Abstract :
Penulisan karya ilmiah ini bertujuan untuk (1) mendeskripsikan ekokritik
sastra, (2) mendeskripsikan novel Burung Kayu dan biografi Niduparas Erlang, dan (3)
mendeskripsikan dimensi ekokritik sastra dalam novel Burung Kayu.
Metode yang dipakai dalam penelitian ini adalah deskriptif kualitatif. Objek
yang diteliti adalah dimensi ekokritik sastra dalam novel Burung Kayu karya
Niduparas Erlang. Pendekatan penelitian objek ini adalah pendekatan wacana.
Pendekatan wacana dalam ekokritik sastra menekankan penelitian kepustakaan.
Dalam penelitian ini, penulis menggunakan beberapa sumber yang membahas
ekokritik sastra berupa buku, jurnal, dan dalam internet. Sumber-sumber ini
membantu penulis untuk membahas ekokritik sastra dalam novel Burung Kayu.
Teknik analisis isi digunakan untuk menemukan dimensi ekokritik sastra dalam novel
Burung Kayu. Ada tiga langkah dalam menganalisis isi, yaitu (1) membaca novel
Burung Kayu secara berulang-ulang, (2) meramu data dan mendalami teori yang
berkaitan dengan tema penelitian, dan (3) mempelajari dan menganalisis data-data itu.
Data-data itu berupa kata, frasa, atau kalimat dalam novel Burung Kayu.

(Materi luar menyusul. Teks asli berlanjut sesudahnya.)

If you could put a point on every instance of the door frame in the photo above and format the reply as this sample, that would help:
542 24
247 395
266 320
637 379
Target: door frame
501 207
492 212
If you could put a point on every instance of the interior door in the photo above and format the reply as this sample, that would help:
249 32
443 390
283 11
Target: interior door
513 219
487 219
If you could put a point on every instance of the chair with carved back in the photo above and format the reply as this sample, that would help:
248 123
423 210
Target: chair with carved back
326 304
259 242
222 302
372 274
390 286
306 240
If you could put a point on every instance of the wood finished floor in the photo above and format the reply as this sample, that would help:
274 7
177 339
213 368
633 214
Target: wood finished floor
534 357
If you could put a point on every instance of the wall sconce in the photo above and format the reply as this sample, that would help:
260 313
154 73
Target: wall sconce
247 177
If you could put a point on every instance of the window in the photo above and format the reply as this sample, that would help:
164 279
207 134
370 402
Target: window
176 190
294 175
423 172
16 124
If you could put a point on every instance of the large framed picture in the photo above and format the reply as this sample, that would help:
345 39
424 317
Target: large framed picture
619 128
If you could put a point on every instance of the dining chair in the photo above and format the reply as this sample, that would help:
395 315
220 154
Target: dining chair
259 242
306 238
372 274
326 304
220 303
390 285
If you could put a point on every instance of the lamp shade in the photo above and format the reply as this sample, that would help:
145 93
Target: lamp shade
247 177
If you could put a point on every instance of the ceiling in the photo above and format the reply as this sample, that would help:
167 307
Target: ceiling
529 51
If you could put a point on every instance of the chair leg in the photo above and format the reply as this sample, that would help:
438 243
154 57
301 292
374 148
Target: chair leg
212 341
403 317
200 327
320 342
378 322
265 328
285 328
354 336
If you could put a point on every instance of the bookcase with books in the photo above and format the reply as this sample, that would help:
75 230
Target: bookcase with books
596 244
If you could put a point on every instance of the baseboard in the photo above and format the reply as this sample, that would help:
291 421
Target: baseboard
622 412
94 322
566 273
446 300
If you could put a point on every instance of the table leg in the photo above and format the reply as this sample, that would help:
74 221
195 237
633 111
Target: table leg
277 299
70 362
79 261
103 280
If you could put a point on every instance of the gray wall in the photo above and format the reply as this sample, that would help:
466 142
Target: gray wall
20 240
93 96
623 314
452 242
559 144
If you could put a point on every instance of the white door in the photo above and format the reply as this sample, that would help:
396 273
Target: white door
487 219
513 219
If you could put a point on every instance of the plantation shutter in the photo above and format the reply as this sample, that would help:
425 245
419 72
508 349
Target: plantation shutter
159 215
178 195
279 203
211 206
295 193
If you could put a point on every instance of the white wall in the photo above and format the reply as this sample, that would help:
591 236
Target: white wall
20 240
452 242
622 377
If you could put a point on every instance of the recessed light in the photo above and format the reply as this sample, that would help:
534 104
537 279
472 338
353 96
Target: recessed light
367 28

Berdasarkan analisis penulis ditemukan bahwa novel Burung Kayu memuat
dimensi ekokritik sastra. Dimensi ekokritik sastra ditandai oleh dua ideologi, yaitu
antroposentrisme dan ekosentrisme. Di dalam novel Burung Kayu, antroposentrisme
tampak dalam usaha pemerintah Indonesia memodernkan masyarakat suku Mentawai.
Pemerintah memaksa pindah masyarakat suku dari kediaman mereka di hutan-hutan
ke tempat buatan pemerintah sendiri. Hutan merupakan tempat kelompok masyarakat
ini menggantungkan hidup jasmani dan praktik-praktik kebudayaan. Namun, ada niat
lain di balik penyingkiran masyarakat suku itu. Pemerintah menyerahkan konsesi
hutan itu kepada perusahaan-perusahaan kayu. Korporasi-korporasi ini justru
mengelola hutan secara tidak bertanggung jawab. Hutan digundulkan. Ini berakibat
pada rusaknya ekosistem hutan dan terkoyaknya masyarakat suku Mentawai dari
kebudayaan mereka. Di samping antroposentrisme ada ekosentrisme. Di dalam novel
Burung Kayu, ekosentrisme tampak dalam diksi-diksi hijau yang digunakan untuk
menggambarkan kehidupan masyarakat suku Mentawai sebelum kebudayaan modern
mengintervensi kehidupan mereka. Ekosentrisme dipromosikan ekokritik sastra untuk
melawan antroposentrisme. Novel Burung Kayu menunjukkan keberpihakannya
kepada lingkungan. Masyarakat suku Mentawai bersedia hidup secara modern, tetapi
penggundulan hutan tidak dapat diterima.
Sastra sebagai sebuah ilmu turut berkontribusi menyelesaikan
masalah-masalah lingkungan. Ekokritik sastra menyediakan ruang bagi manusia
untuk merefleksikan masalah-masalah lingkungan. Orientasi ekokritik sastra adalah
mengubah cara manusia memikirkan dan memandang lingkungan, dari yang
antroposentrik kepada yang ekosentrik.